We’ve all grown up with TV promos and idents, which in many ways act as the glue that holds our favourite programming together. It’s easy to see how we can so often take them for granted. They’re an ever-present feature of televisual life, but they’re difficult to categorise. Not an integral part of the shows we enjoy, but not really part of the commercial breaks either.
Emanuela Denti was someone who actually took notice of the promos as a child and was impressed by just how creative they could be.
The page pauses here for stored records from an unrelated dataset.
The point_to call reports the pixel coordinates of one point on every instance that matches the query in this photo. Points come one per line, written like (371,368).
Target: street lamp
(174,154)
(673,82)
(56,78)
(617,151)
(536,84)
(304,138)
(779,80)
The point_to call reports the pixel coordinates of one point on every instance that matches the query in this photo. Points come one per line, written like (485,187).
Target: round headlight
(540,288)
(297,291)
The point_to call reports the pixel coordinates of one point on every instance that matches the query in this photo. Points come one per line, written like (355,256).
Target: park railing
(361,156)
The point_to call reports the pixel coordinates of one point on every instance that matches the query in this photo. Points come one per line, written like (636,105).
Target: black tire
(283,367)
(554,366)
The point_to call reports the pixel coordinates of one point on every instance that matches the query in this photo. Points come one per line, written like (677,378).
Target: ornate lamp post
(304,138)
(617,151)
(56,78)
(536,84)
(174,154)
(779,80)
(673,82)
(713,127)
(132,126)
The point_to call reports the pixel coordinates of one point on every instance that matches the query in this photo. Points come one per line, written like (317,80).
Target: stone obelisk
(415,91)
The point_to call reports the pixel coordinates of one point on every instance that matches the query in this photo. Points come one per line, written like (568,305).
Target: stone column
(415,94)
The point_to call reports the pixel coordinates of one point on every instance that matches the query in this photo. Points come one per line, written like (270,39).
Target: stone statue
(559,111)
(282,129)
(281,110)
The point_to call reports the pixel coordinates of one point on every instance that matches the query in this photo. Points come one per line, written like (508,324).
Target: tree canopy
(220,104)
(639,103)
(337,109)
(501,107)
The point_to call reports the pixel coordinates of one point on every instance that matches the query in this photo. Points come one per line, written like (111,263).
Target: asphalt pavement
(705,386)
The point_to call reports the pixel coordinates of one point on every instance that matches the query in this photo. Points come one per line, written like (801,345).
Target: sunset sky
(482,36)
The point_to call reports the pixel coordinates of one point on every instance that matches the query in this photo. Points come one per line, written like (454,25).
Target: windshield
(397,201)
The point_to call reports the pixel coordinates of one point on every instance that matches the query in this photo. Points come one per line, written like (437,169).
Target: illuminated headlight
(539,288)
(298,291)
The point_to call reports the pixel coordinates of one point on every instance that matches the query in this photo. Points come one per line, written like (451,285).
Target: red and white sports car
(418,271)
Following a period in production at MTV, in which she worked on fashion and music shows, she’s now right at the heart of a busy creative team, producing a wide variety of trailers to tight deadlines for Italy and the wider European marketplace.
“I was always struck by the way in which promos successfully combined music, words and images,” recalls Denti. “The catchier the promo was, the more my curiosity was aroused. Today, I’m trying to do very much the same thing: make more and more people curious.”
Creating this sense of curiosity isn’t always easy when you’re dealing with a show that’s already been around quite a while. The parallel here is perhaps with ad agencies trying to reinvent a familiar brand and give it a new twist, but time pressures, budgetary restrictions and copyright issues can often be more intense in the world of TV trailers.
“We’re still waiting for a 72-hour day,” Denti jokes, “but we always try to do the best we can. When you’re thinking of ideas, you always need time to work in teams because, in my view, the best ideas always have more than one parent. When the time scales get too tight and people don’t have the opportunity to work together, it can be very frustrating. The danger is that the creative solutions are less powerful and innovative.”
Denti is particularly proud of her work for the MTV Gold Rock Legends strand, as she was able to apply a creative solution to what she felt was a pretty tough and predictable brief. With little money to play with and legal red tape meaning that she couldn’t feature actual video footage of musical artists for promotional purposes, she produced a visually striking piece in which the ‘legends’ were transformed into the kings of a card pack. It’s the kind of clever side-step and lateral thinking that’s often needed in her line of work.
But what about the challenges of working across Europe for multinational audiences? International marketing communications is a notoriously perilous business. Could it be that brands such as MTV transcend national boundaries?
“We live in a very connected world,” agrees Denti, “but the tastes and habits of MTV viewers are still very different, so the main challenge is always to create products that have a quality and an international effectiveness and, at the same time, give that wink to the local flavour.”